Ele não sabe se vai gostar.
Está ansioso.
Na verdade, tem certeza de que gostará.
E é disso que tem medo.
Porque quem vai nunca sai de todo e nunca será de outro lugar.
São as raízes fincadas – rompidas – e invisíveis que o prendem a um lugar que não passa de memórias.
Tantas vezes criadas.
Porque quem vai nunca encontra o que deixou e sempre volta antes do previsto.
Ele quer pisar no chão que é seu. Que o nomeia. Que o preenche. E o esvazia. Que o faz ser quem é e quem não é.
Quem garante que tudo estará como deixou?
Que os prédios não foram derrubados?
As janelas fechadas?
As pessoas mortas.
Que quem era desdentado, agora use chapa?
Quem garante que as moças estejam viçosas, vistosas?
Quem garante que a comida terá o mesmo sabor?
Que os amigos tenham o mesmo abraço apertado?
Quem garante que existam amigos?
E que, caso existam, que as conversas com eles sejam despretensiosas e cheias de risadas?

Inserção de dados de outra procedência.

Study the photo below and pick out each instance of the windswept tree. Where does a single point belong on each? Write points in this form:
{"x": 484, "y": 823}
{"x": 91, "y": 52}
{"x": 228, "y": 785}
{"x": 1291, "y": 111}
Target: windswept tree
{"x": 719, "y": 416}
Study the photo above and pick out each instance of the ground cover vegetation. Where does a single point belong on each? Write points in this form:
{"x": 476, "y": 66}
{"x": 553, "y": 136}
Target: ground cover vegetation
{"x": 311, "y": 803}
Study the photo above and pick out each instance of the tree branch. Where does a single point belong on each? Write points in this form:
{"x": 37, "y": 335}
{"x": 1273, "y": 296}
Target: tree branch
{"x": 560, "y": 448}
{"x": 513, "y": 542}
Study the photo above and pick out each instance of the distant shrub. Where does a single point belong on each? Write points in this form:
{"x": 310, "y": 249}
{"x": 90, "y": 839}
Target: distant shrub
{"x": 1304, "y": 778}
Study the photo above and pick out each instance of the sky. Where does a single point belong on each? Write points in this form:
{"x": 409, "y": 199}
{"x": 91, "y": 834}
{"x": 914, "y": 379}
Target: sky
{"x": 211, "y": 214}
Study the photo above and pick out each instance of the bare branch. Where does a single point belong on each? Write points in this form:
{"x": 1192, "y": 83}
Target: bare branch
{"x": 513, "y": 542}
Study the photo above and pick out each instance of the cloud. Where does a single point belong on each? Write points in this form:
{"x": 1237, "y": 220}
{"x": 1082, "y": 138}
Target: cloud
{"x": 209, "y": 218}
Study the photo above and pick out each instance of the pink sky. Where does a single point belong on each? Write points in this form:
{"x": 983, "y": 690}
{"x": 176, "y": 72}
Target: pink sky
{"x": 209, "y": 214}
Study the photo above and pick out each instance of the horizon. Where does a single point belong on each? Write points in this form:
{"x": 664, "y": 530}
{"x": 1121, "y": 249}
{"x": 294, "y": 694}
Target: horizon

Talvez estejam todos sisudos e infelizes.
Talvez só falem da crise.
Mas ele quer.
Quer ter a certeza.
Quer das coisas, as mais simples.
Garante que vai esquecer sapatos e arriscar os pés no chão batido - para que aquele solo entre por suas plantas e se enrosque feito cipó corpo adentro – até chegar ao coração.
Coração que vai parar cedo, supõe.
Por isso precisa de tudo agora. Tudo muito. Tudo intenso.
Por isso vai.
Por isso quer entrar nos becos, bares e botecos.
Quer comer com a mão.
Quer ser livre.
Não vai marcar encontros.
Vai passar em passos rápidos, acenar com os braços, seguir.
Por isso vai à feira.
Vai dormir no chão.
Vai sorrir aquele sorriso largo.
E juntar mais umas histórias para o seu balaio de contador.
Vai arrancar uma folha, sentir seu cheiro.
Vai fechar os olhos para sentir o vento.
Vai parar de mastigar para descobrir os sabores.
Vai chorar um punhado de vezes.
E recontar tudo o que já disse.
E se alimentar de lembranças.
E perceber que tudo já passou.
E que ele mesmo é outro.
Que o tempo varreu e derrubou. E levou tudo em enxurrada.
E vai ter que criar novos gostares.
E vai ter que mirar por novos olhares.
Nada disso o intimida.
Está chegando o dia.
Dia de reviver a sua vida.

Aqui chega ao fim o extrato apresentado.